Bryan S Richardson, Emma Wakim, Orlando daSilva, John Walton
American Journal of Obstetrics and Gynecology 2006, 195 (5): 1357-65

OBJECTIVE: The purpose of this study was to further delineate the impact of preterm chorioamnionitis on a spectrum of neonatal outcomes using a large tertiary hospital population.

STUDY DESIGN: The perinatal/neonatal and placental pathology databases of St. Joseph's Health Care, London, Ontario, Canada, were used to obtain the umbilical cord gas and pH values, incidence of adverse neonatal outcomes, patient demographics, and placental pathology reports for all preterm (25 to 34 weeks of gestation), singleton, liveborn infants with no major anomalies who were delivered with spontaneous onset of labor or for suspected chorioamnionitis between November 1, 1995, and October 31, 2003. Patient groupings on the basis of placental inflammation and clinical chorioamnionitis were studied by a comparison of mean values and incidences for those neonatal outcomes that were available from the database with the use of linear and logistic regression analysis and controlling for potentially confounding variables.

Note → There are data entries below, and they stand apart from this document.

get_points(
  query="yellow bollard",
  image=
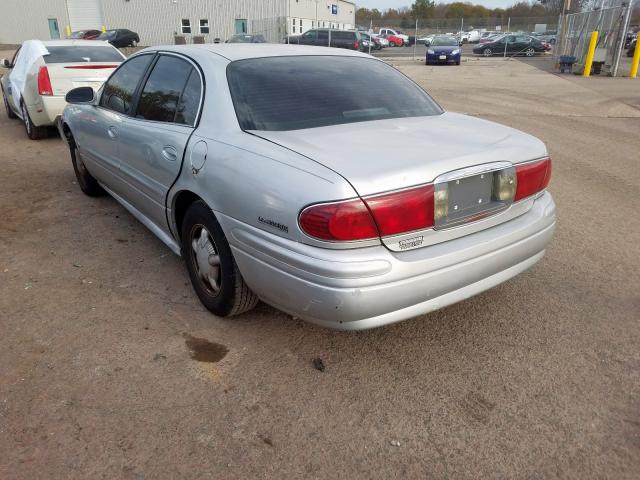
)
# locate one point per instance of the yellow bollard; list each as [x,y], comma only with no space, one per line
[636,59]
[590,53]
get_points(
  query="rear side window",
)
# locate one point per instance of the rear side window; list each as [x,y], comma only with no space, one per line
[119,89]
[338,35]
[289,93]
[172,92]
[75,54]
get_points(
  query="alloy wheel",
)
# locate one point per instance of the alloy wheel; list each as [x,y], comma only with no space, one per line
[206,259]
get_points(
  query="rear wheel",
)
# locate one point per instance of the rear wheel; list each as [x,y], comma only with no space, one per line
[10,113]
[213,270]
[33,132]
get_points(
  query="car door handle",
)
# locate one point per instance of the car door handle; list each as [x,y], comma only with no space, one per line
[170,153]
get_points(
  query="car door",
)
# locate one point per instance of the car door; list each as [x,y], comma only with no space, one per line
[153,140]
[6,82]
[98,133]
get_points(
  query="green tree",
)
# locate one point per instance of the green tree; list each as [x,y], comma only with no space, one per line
[422,9]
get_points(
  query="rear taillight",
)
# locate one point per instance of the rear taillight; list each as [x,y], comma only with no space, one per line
[44,82]
[377,215]
[532,178]
[404,211]
[339,221]
[91,67]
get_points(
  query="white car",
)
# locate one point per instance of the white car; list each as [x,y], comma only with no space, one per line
[42,72]
[383,41]
[397,33]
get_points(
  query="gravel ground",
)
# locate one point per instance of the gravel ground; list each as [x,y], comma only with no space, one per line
[538,378]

RESULTS: There were 660 infants who met the inclusion criteria and had placental pathology available of whom 368 (56%) had no placental inflammation, 114 (17%) had placental chorioamnionitis, and 178 (27%) had placental funisitis. Umbilical cord partial pressure oxygen and base excess values were generally higher in the placental inflammation/clinical chorioamnionitis groups, in keeping with enhanced oxygen delivery and an overall decrease in the metabolic contribution to acidosis attributed to altered lactate metabolism in these infants. After adjusting for confounders (primarily differences in gestational age), the incidence of respiratory distress syndrome was significantly decreased in the placental inflammation/clinical chorioamnionitis groups, in keeping with cytokine-induced synthesis of surfactant proteins in these infants. Although the incidence of bronchopulmonary dysplasia, intraventricular hemorrhage, and periventricular leukomalacia was generally unchanged among the groups studied, that for intraventricular hemorrhage and periventricular leukomalacia was lowest in the placental inflammation/no clinical chorioamnionitis patients and highest in the placental inflammation/clinical chorioamnionitis patients, suggesting a differential effect of clinical chorioamnionitis for these outcomes.

CONCLUSION: Overall, infants born preterm with intrauterine infection were better oxygenated and showed less metabolic acidosis at birth and had incidences of respiratory distress syndrome and intraventricular hemorrhage, which were variably lower. Although there are likely threshold levels of inflammatory cytokines that do give rise to adverse outcome, a minimal level of cytokines may also be beneficial for the transition at birth from intrauterine to extrauterine existence when preterm pending the circumstances (ie, exposure to antenatal steroids) and emphasizing the complex relationship among preterm birth, infection, and adverse neonatal outcome.